When Ken Broun first bought his home in the Mason Farm area, he never thought that 26 years later he'd be fighting to preserve his neighborhood.
But Broun found himself leading fellow residents in a heated question-and-answer session with UNC officials concerning the Master Plan, a blueprint for campus growth.
And those residents, worried the plan will push into their neighborhoods, say they will be keeping a close eye on it. Broun, who was designated as the spokesman for neighborhoods like Mason Farm, Whitehead Circle, Westwood and Westside, said some questions remained after the forum.

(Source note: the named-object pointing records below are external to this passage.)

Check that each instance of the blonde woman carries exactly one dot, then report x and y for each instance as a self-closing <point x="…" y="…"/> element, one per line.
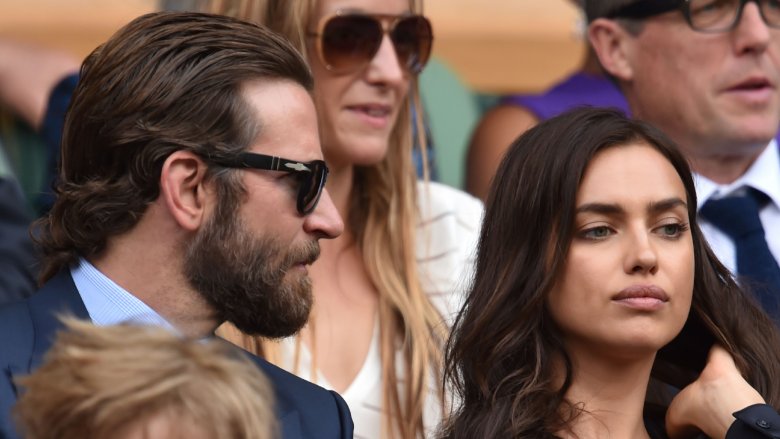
<point x="386" y="288"/>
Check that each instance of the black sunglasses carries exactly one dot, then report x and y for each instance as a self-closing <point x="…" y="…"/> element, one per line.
<point x="702" y="15"/>
<point x="347" y="41"/>
<point x="311" y="175"/>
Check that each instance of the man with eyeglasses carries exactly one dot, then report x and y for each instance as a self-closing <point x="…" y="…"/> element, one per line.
<point x="707" y="73"/>
<point x="191" y="192"/>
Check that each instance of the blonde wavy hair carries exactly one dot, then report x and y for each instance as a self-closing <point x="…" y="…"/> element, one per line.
<point x="387" y="194"/>
<point x="103" y="382"/>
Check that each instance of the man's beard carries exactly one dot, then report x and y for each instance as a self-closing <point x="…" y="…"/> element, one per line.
<point x="244" y="278"/>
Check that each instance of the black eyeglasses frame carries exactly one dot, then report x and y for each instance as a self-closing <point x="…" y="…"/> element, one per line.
<point x="643" y="9"/>
<point x="313" y="173"/>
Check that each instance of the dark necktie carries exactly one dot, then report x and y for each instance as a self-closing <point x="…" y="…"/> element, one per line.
<point x="757" y="268"/>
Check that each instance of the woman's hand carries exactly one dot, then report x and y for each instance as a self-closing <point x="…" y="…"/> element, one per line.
<point x="707" y="404"/>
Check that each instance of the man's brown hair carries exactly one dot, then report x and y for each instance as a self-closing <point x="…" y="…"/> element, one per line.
<point x="167" y="81"/>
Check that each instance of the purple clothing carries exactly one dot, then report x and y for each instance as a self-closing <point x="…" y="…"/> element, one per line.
<point x="576" y="90"/>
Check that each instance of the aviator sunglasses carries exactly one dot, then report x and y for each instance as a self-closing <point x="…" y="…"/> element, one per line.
<point x="311" y="176"/>
<point x="347" y="41"/>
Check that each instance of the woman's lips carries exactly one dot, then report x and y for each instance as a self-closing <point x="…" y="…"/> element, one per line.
<point x="642" y="297"/>
<point x="375" y="115"/>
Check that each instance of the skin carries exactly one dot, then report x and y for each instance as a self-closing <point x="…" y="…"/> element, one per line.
<point x="148" y="260"/>
<point x="346" y="299"/>
<point x="715" y="94"/>
<point x="630" y="232"/>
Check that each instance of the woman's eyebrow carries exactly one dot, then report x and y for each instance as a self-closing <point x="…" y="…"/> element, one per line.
<point x="666" y="205"/>
<point x="613" y="209"/>
<point x="602" y="208"/>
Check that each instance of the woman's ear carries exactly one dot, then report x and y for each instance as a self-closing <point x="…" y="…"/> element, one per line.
<point x="183" y="189"/>
<point x="612" y="43"/>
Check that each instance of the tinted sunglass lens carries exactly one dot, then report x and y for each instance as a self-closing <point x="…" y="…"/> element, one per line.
<point x="311" y="188"/>
<point x="413" y="37"/>
<point x="350" y="40"/>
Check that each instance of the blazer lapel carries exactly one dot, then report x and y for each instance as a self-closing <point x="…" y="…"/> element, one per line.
<point x="58" y="297"/>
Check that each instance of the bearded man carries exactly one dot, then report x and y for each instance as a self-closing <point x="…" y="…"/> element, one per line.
<point x="191" y="192"/>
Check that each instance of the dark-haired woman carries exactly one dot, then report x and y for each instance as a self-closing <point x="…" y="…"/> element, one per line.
<point x="590" y="262"/>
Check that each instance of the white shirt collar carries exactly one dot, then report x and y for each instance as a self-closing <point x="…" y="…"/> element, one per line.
<point x="762" y="175"/>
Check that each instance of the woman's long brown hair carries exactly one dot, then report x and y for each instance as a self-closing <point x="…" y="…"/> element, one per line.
<point x="500" y="355"/>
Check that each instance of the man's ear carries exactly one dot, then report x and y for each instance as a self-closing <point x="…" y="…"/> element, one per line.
<point x="612" y="43"/>
<point x="183" y="189"/>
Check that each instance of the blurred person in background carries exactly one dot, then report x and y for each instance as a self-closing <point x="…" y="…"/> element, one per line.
<point x="133" y="382"/>
<point x="708" y="75"/>
<point x="515" y="113"/>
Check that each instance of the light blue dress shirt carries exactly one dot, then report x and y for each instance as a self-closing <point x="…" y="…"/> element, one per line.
<point x="109" y="304"/>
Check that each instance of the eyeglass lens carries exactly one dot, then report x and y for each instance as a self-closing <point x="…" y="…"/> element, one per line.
<point x="722" y="15"/>
<point x="351" y="40"/>
<point x="311" y="187"/>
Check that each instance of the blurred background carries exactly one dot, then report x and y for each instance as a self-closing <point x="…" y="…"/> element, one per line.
<point x="482" y="49"/>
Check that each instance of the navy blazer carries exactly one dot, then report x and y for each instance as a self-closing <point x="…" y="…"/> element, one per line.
<point x="28" y="327"/>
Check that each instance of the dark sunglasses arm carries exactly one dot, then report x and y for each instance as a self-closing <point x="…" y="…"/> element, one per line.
<point x="265" y="162"/>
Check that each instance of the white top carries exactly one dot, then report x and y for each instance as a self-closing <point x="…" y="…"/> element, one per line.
<point x="446" y="248"/>
<point x="764" y="175"/>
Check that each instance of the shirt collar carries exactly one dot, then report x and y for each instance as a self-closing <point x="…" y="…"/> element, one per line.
<point x="762" y="175"/>
<point x="109" y="304"/>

"I think we were able to get some answers and some answers we weren't able to get," said Broun, who was Chapel Hill mayor from 1991 to 1995 and is a UNC law professor. "I wish the University would have answered my questions about eminent domain (that allows UNC to purchase town lands), but they didn't."
A major cause of contention at the hearing was a proposal that would cut a transportation corridor through the Mason Farm neighborhood, and through some residents' houses. Should UNC decide it wants to take land from the town to build this corridor, eminent domain will permit it.
"I have concerns about the road, the transit corridor, overall density of the plan, but my primary concern is about the immediate effect on my neighbors," Broun said.
Adam Gross, a consultant with Ayers Saint Gross, the firm that is developing the Master Plan, offered three possibilities for the corridor, the third of which would completely bypass the neighborhood. But no option is definite until the plan is presented to the UNC Board of Trustees in January.
"The neighborhood is concerned because the Town Council said they would protect the neighborhoods," said Anne Seymour, who lives in the Whitehead Circle area.
Town Council member Joyce Brown said the council will continue to monitor the progress of the plan.
"It does put some of the burden on the council to help protect the neighborhoods," she said. "I think there were still some questions in the minds of some citizens."
Elaine Barney, who lives in the Whitehead Circle neighborhood, said the plan raises more questions than just those about a transportation corridor.
"I think we had several concerns about the Master Plan in general as it affects the neighborhoods surrounding campus, especially Mason Farm and Whitehead Circle," she said.
Barney said there is already a problem of noise and light pollution in the areas surrounding campus. She said more growth at UNC will add to these problems.
"There was still concern about continued growth - when would it end? (The plan) raises a lot of fears and anxieties," she said. Betty Cloutier, co-president of Chapel Hill Preservation Society, said she is concerned about the historical integrity of many campus buildings that would be affected by the plan.
"It's our mission to preserve the character of Chapel Hill - that includes the University," she said. "You can't separate the town and gown.
"The big thing we all need to be concerned with is thousands of new square footage of buildings and thousands of new students and new cars - all of which will affect all the neighborhoods."
UNC spokesman Jonathan Howes said all the concerns brought by the residents will be evaluated before a final draft of the Master Plan is sent to the BOT.
"We have heard some of these concerns in the past and tried to address them," Howes said. "We have done it in the past and will continue to do it."
Cloutier said that while the town relied heavily upon UNC, the University needed to respect the neighbors' wishes.
"Chapel Hill wouldn't be here without the University, but you can't separate the University from Chapel Hill either. These old buildings need to be protected and saved."